Tuesday, December 28, 2010

House Insurance for Home-Based Businesses

People who run small businesses out of their homes often mistakenly think that their home insurance policies cover their business activities. As explained by Miranda at Financial Highway this is usually not the case. My own experience with home insurance was much worse than the picture Miranda paints.

I used to run a one-man consulting business. The only things I needed for the business were a computer, some space in my files for papers, and some desk space. I never even had any clients in my home. Even so, I thought it would be best to contact my insurance company to make sure I was properly covered. I also inquired about professional liability insurance for my business dealings.

The insurance company took all the information, went away for a long time, and finally came back to say that they wouldn’t offer me professional liability insurance and further they were dropping me for home insurance! They didn’t care that I had nothing in my home that would matter to my business if it were destroyed.

The only explanation I was able to extract was that if I had some bad business dealings, a client might try to sue the insurance company. Why one of my clients would try to sue my home insurance company is beyond me.

All this might make people with home businesses think that they had better not tell their home insurance company about the business. However, if something big happens such as the house burning down, the insurance company will investigate looking for reasons to deny the claim. Finding a home-based business would be a great reason for denying a claim.


  1. Similar happened to us. We started with a small business package from our home insurance provider. That was dropped in 1999 (didn't want the Y2K exposure since we are computer consultants.)

    We self insured from that point until 2005 when our home insurance company wanted the name of our business insurance provider. Without one, we'd lose the house insurance (a risk I wasn't about to take.) It took 8 weeks to find someone to write us a policy and we spend over $5K a year on it.

    The alternative was to move the business to another site or shut it down so I guess $5K is reasonable compared to those options. But insurance is our biggest expense after payroll expenses.

  2. @Kate: I wish I understood better why house insurance companies are nervous about home consulting businesses. If you are actually building products or seeing clients in the home then that's one thing, but if you're just sitting writing software it's hard to see why the home insurance company is exposed.

  3. Our clients are overseas and in the US. In the US, litigation has held the home insurance company responsible for the actions of the business located in a home. So I suppose the courts are to blame for the situation.

    Even with good business insurance, our broker has only been able to find one company that will insure the house.

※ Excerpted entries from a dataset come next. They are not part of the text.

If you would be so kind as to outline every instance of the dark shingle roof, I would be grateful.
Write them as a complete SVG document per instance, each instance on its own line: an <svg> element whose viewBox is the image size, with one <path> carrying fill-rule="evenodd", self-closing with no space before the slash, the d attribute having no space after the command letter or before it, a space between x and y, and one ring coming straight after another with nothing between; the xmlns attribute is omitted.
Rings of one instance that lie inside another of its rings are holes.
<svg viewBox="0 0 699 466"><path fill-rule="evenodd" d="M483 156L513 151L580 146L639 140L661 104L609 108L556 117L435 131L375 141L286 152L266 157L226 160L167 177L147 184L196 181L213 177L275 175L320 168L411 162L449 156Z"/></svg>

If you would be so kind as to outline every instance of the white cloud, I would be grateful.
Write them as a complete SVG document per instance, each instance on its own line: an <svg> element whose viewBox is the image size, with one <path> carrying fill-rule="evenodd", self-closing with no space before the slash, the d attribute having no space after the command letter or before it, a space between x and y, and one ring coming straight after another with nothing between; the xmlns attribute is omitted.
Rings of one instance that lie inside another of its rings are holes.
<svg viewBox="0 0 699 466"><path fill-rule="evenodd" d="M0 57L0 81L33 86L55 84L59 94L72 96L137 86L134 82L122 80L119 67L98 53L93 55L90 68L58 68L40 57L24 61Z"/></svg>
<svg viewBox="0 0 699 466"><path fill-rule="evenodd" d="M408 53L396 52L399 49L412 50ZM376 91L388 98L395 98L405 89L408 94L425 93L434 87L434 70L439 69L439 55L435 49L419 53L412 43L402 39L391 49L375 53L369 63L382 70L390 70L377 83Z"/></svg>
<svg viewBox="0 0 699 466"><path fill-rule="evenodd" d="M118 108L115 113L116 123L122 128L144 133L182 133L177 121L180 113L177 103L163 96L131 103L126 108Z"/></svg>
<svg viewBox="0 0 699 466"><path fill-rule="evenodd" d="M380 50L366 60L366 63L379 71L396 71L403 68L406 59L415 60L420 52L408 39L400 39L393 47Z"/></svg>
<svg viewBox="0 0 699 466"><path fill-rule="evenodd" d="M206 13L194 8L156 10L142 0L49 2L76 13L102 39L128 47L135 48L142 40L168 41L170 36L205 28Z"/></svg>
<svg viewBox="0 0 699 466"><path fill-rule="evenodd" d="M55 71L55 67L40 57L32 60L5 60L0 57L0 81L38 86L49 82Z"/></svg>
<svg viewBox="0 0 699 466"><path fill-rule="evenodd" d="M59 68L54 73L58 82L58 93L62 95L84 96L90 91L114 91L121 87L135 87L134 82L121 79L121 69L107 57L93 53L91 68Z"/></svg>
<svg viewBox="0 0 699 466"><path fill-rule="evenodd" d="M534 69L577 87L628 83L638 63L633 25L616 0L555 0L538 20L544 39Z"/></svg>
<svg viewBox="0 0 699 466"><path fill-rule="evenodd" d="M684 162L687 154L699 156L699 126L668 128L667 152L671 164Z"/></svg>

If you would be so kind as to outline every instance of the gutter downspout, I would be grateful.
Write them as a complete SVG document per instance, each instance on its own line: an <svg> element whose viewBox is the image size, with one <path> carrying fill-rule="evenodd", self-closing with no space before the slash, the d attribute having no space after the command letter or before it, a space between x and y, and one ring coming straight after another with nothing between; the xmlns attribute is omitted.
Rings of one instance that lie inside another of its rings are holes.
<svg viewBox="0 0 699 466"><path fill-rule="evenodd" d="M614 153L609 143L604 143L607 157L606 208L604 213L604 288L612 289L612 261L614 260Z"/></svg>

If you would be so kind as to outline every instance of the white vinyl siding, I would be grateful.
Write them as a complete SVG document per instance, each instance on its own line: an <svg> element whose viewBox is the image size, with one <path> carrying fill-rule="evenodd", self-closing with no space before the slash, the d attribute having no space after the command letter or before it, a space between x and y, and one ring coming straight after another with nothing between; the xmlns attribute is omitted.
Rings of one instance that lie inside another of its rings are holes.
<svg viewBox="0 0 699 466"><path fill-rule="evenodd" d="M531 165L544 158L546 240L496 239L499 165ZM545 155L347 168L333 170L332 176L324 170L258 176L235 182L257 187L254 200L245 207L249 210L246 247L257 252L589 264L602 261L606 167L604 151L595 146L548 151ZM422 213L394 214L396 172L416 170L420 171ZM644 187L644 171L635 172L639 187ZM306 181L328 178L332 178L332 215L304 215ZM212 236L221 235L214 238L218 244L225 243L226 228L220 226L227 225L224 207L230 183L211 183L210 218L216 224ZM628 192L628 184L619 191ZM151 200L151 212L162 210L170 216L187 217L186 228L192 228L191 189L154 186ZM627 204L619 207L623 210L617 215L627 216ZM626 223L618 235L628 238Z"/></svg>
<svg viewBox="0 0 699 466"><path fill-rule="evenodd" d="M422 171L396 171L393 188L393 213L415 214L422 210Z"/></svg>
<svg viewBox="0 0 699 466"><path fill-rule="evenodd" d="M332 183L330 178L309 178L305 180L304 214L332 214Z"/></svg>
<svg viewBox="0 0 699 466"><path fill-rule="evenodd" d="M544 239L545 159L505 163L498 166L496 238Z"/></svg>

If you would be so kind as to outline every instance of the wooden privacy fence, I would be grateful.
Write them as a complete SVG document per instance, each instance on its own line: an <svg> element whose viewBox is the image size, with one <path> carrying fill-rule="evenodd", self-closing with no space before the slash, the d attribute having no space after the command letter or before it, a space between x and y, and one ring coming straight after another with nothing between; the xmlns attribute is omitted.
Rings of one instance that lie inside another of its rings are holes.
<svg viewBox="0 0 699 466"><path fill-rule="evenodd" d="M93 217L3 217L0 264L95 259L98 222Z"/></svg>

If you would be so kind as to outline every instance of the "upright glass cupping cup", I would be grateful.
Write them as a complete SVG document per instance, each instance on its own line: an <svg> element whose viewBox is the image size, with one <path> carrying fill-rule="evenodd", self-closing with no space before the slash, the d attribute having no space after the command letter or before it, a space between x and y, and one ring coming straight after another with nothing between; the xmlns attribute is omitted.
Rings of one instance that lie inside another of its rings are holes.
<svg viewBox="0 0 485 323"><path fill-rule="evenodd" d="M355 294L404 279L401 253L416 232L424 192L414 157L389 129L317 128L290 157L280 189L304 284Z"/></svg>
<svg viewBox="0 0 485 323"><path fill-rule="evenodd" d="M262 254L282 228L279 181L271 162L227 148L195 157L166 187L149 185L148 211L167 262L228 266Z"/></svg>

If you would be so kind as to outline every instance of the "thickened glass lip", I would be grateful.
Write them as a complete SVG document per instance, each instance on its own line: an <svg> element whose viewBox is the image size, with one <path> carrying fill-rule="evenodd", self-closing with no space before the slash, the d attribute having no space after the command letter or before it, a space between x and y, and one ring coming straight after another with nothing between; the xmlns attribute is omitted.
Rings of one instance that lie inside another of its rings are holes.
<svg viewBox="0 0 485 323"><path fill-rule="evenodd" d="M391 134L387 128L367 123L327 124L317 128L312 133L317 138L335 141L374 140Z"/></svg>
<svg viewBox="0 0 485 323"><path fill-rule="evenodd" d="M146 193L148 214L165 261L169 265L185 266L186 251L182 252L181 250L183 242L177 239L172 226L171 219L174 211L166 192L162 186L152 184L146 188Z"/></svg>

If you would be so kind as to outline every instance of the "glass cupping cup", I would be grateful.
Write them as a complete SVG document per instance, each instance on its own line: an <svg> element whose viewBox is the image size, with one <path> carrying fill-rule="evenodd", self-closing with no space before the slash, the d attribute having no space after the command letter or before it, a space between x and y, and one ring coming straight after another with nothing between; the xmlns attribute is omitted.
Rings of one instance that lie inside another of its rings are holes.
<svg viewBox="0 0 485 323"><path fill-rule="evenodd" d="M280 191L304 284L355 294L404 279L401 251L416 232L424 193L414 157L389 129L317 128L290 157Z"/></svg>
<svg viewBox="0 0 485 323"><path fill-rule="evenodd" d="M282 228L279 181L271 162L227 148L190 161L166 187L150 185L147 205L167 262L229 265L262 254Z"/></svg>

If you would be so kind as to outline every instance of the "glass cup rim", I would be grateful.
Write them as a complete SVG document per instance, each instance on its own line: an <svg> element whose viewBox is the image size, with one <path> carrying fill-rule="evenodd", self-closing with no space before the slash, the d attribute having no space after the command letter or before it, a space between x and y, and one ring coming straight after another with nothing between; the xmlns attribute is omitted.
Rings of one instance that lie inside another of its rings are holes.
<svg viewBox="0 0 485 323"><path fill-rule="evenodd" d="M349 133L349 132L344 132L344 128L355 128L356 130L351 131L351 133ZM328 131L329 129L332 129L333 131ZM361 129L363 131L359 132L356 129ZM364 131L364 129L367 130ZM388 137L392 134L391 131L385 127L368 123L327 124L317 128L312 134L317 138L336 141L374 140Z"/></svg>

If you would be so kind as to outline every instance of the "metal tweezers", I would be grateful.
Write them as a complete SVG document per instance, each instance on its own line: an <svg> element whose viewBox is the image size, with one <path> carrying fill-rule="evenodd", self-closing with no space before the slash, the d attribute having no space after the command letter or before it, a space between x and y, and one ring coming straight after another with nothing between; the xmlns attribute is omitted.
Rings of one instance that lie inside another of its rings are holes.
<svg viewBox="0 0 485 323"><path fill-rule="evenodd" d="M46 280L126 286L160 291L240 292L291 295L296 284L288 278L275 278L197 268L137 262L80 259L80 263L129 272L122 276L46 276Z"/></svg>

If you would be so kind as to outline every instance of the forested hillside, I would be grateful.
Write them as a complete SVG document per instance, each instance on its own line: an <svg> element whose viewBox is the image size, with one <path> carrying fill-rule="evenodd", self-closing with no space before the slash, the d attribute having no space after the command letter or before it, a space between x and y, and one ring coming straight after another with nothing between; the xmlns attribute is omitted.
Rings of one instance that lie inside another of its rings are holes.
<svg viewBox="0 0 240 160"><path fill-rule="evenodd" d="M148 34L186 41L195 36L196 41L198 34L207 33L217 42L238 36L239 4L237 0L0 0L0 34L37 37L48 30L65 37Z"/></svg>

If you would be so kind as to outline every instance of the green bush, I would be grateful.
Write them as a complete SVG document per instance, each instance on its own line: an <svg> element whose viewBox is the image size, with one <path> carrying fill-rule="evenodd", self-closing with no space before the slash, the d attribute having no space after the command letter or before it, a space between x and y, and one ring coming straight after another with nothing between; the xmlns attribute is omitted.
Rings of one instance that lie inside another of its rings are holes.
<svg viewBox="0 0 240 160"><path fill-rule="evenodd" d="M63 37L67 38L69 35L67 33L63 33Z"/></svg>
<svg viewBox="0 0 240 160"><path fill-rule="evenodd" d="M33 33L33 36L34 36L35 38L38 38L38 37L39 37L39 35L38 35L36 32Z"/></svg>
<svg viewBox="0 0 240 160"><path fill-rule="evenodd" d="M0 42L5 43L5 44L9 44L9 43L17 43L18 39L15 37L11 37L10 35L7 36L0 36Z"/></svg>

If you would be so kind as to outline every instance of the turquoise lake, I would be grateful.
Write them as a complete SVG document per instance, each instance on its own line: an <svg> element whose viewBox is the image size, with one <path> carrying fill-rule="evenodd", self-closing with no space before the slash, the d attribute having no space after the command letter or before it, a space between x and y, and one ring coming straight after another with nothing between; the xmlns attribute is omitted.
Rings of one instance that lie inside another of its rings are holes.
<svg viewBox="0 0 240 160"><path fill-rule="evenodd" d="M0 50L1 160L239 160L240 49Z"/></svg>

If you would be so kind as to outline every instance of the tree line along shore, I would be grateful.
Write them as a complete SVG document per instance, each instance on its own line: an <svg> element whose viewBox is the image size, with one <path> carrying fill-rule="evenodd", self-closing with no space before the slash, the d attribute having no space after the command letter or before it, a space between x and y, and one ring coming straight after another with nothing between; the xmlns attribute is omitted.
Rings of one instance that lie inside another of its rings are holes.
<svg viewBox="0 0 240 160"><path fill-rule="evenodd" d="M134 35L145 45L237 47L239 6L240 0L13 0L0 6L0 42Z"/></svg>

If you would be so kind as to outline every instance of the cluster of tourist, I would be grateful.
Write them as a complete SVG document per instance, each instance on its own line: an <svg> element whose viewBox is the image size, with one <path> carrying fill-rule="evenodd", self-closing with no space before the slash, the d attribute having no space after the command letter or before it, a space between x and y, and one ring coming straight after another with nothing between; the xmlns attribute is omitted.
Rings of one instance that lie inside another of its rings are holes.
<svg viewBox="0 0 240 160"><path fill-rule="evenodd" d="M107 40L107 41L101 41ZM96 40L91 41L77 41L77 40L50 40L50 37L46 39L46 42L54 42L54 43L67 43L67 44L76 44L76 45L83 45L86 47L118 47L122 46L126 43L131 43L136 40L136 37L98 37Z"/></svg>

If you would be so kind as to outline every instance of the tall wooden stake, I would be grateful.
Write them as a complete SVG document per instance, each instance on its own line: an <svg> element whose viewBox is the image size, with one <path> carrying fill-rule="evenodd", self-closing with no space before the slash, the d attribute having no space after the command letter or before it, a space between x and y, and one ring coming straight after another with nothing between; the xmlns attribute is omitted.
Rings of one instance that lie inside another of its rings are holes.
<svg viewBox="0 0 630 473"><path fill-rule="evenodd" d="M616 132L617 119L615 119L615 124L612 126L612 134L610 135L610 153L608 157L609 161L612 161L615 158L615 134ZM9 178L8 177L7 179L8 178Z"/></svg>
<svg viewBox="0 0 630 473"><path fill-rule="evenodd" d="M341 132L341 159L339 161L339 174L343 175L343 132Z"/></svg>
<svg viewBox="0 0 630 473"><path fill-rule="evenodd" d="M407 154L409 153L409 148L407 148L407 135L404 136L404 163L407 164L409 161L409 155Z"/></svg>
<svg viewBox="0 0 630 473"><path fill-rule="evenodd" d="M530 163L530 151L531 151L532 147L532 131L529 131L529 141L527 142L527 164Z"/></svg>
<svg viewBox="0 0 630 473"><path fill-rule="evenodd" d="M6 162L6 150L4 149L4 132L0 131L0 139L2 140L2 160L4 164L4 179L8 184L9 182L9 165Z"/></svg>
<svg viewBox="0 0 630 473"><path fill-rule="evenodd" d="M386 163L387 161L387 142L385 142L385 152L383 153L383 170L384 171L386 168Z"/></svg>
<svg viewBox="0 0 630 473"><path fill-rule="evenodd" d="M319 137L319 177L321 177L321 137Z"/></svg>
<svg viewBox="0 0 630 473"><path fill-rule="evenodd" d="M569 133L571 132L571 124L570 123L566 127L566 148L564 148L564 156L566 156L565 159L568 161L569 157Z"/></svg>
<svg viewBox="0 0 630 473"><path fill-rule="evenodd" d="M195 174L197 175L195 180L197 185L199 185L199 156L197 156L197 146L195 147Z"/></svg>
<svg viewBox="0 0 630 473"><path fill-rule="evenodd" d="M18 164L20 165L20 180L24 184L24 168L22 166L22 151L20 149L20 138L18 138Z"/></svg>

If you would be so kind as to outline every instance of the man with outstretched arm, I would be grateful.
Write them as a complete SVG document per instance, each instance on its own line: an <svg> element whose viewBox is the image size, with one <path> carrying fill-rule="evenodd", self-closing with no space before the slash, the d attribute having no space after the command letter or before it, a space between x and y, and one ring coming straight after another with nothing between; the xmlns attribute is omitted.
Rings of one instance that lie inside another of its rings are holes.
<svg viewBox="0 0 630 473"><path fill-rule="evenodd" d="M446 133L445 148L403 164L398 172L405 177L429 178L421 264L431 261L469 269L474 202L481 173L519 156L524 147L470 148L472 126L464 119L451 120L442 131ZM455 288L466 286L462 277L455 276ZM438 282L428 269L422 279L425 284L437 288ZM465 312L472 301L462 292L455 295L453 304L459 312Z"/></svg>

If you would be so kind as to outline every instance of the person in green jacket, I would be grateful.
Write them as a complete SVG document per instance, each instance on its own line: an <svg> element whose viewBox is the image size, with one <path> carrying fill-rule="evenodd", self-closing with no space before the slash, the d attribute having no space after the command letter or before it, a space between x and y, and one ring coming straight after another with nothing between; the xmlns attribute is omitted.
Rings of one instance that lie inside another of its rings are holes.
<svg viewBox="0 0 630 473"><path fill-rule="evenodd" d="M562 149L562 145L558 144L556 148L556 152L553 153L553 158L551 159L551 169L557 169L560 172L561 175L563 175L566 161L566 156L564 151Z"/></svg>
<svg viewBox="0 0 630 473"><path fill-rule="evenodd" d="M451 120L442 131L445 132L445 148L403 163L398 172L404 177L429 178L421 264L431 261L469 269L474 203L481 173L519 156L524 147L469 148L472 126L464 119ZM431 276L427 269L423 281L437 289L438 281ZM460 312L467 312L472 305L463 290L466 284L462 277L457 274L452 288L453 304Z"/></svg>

    We thought being federally incorporated would be sufficient to stop liability against our personal possessions but the insurance companies disagree. At one point we looked to rent office space in our village for the company since landlords of office buildings aren't sued when their tenants are sued. But it was cheaper to just pay insurance.

  4. Thanks for the info. It never occurred to me that I would have problems with my house insurance because I run a home business.

    Not sure what I should do now.


  5. @Mike: I'm not too sure what you should do either. It seems ridiculous to have to buy error and omissions insurance for a business just to be able to buy insurance in case your house burns down.